Opinion Editorial

Monday, April 6, 1998  

The Real Cause of Cuba's Poverty

Since 1960, the United States has imposed an almost total embargo on trade with Cuba by Americans. The initial purpose of the embargo was to punish Cuban Dictator Fidel Castro for seizing American-owned assets in Cuba. At the time, almost 70 percent of all Cuban exports, four-fifths of which was sugar, went to the U.S. However, many observers believe that the embargo actually helped push Castro into the arms of the Soviet Union, which came to his aid in the wake of the embargo.

In the 1970s and 1980s, the embargo was maintained to retaliate against Cuba's support for Communist revolutionaries in Latin America and elsewhere. With the collapse of world Communism in the 1990s, however, Cuba has ceased its provocations.

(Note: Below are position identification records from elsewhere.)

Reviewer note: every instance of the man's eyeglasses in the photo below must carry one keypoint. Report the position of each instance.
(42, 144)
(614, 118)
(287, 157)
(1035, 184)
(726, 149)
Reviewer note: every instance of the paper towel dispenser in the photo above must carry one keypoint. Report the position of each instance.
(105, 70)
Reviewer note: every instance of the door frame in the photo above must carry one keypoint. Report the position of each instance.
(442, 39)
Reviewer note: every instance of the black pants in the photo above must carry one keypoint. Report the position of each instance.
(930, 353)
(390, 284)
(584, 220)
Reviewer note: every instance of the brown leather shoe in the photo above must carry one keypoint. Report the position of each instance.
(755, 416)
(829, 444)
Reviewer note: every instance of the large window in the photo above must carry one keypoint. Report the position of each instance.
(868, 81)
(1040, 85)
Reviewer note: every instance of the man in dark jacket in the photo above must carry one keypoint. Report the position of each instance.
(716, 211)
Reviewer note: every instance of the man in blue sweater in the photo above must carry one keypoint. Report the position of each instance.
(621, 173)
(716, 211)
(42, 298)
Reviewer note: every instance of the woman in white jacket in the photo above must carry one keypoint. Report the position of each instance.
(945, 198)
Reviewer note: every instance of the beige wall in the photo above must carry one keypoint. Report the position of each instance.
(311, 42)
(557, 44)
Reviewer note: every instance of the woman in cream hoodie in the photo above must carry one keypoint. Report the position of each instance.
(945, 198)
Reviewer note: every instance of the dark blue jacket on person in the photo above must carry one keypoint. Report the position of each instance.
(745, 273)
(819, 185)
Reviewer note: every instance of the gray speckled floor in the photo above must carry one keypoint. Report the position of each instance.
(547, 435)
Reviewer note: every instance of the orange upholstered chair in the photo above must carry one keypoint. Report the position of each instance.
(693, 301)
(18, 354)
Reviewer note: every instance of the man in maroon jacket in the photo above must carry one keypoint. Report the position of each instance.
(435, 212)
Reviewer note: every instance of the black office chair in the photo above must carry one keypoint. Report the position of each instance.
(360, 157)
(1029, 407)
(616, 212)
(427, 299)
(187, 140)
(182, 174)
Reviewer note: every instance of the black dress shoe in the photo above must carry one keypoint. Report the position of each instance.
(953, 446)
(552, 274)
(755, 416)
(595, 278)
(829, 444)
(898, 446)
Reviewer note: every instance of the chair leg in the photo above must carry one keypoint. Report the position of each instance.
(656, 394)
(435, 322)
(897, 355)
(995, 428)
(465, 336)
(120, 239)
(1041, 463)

As a result, many people are now asking whether it is time to end the Cuban embargo.

Ironically, the main beneficiary of the Cuban embargo is Castro himself, who has a convenient scapegoat to blame for the failure of his economic policies. Cuba still practices centralized economic planning and prohibits private ownership of property, leading to stagnant growth. This, rather than the U.S. embargo, is the real cause of Cuba's poverty, which is well documented in a recent report from the State Department's Bureau of Inter-American Affairs (available at http://www.state.gov).

According to the report, Cuba was one of the most well developed countries in the world in 1959. Today it is one of the least, lagging behind even some of the poorer countries of Latin America.

  • Daily food consumption in Cuba, as measured by calorie intake, has fallen 16 percent since Castro took power and is now well below other Latin American countries (see figure).

  • Telephones, radios and autos per capita have remained at pre-Castro levels, while rising sharply almost everywhere else.

  • Cubans' health and literacy are high, it is true, but they were already high before Castro.

Thus the State Department report concludes, "Cuba has at best maintained what were already high levels of development in health and education, but at an extraordinary cost to the overall welfare of the Cuban people."

The Organization of American States, which originally supported the Cuban embargo, lifted its sanctions in 1975. Since then, trade and commerce between Cuba and the rest of Latin America has grown steadily. In practice, this means that the only people now suffering from the embargo are American businessmen and investors who are deprived of the opportunity to profit from trade with Cuba.

There is no longer any real rationale for the Cuban embargo. It is time to ditch it.